The SPDR S&P Oil & Gas Exploration & Production ETF (XOP) tumbled about 8% just last week and now dwells more than 45% below its 52-week, but some traders think there is more downside coming for the often volatile exchange traded fund.
Options market data indicate that some traders are rolling over profitable puts on XOP and that action comes with the ETF residing 21% below its 200-day moving average, indicating bearish might be the path of least resistance with XOP over the near-term.
“The bulk of this action has centered at the September 23 and 25 puts, where four massive blocks totaling 220,000 contracts have changed hands. Trade-Alert suggests one speculator may be rolling down their September 25 puts to the 23 strike, eyeing additional losses for the energy exchange-traded fund (ETF) over the next two months,” according to Schaeffer’s Investment Research.
Prior to the latest declines, it looked like oil prices would trend higher after U.S. President Donald Trump decided to bring down the hammer with more sanctions on Iran in response an unmanned U.S. drone being shot down last month.
XOP ETF Woes
Further fueling the retreat in the energy markets, the U.S. is set to end its Iran sanction waivers program that allowed eight countries, including China and India, to import Iranian oil temporarily.
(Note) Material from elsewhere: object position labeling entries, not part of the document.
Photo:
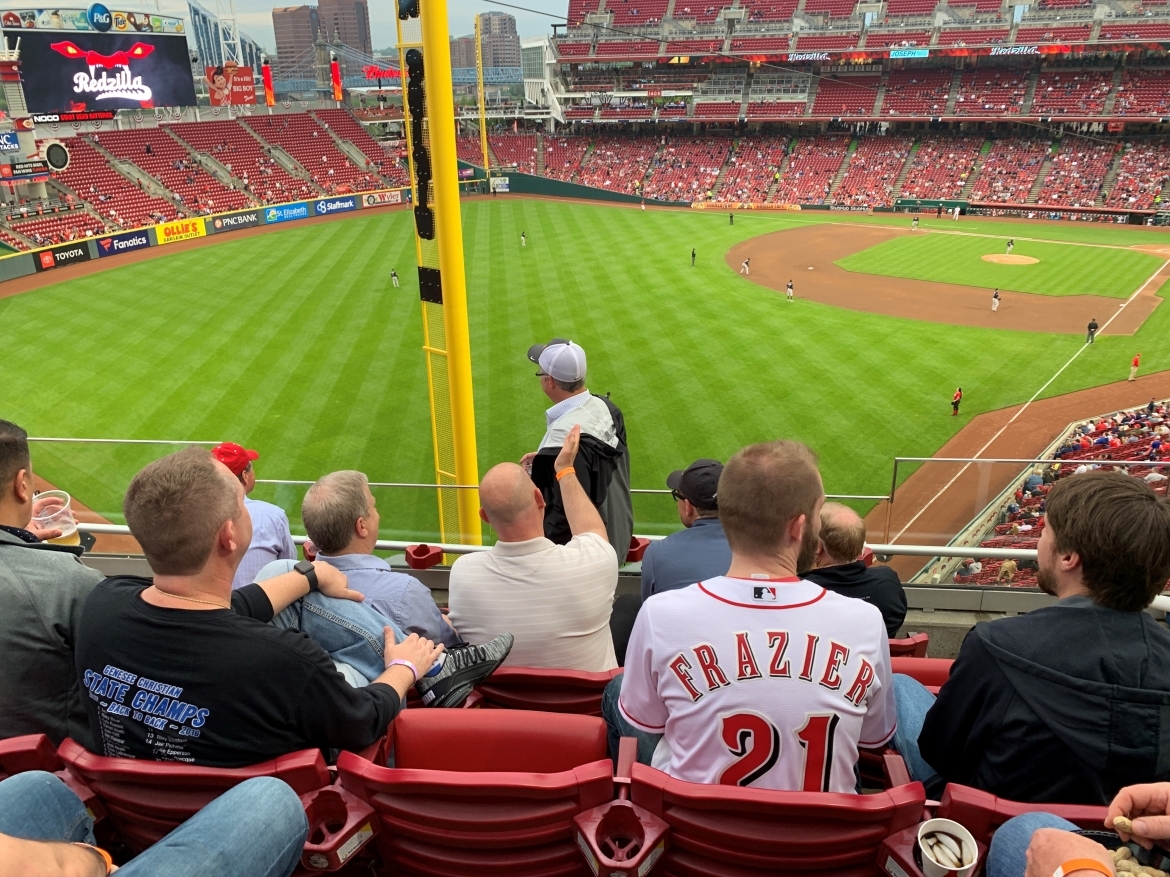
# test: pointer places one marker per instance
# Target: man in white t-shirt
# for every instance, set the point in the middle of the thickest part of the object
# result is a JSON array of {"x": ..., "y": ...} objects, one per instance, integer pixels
[
  {"x": 758, "y": 677},
  {"x": 555, "y": 599}
]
However, Saudi Arabia stated it would increase its share of exports to make up the difference.
Traders looking for another avenue for participating in XOP’s downside can consider the Direxion Daily S&P Oil & Gas Exploration & Production Br 3X ETF (DRIP). DRIP attempts to deliver triple the daily inverse returns of the index that XOP tracks. DRIP surged more than 30% last week.
“Looking closer at the charts, the shares of XOP have been sliding over the long term, down 42.5% year-over-year. More recently, the fund has been guided lower by its 40-day moving average, and a recent rejection here has the shares headed for their fourth straight loss and their lowest close since Dec. 24,” according to Schaeffer’s.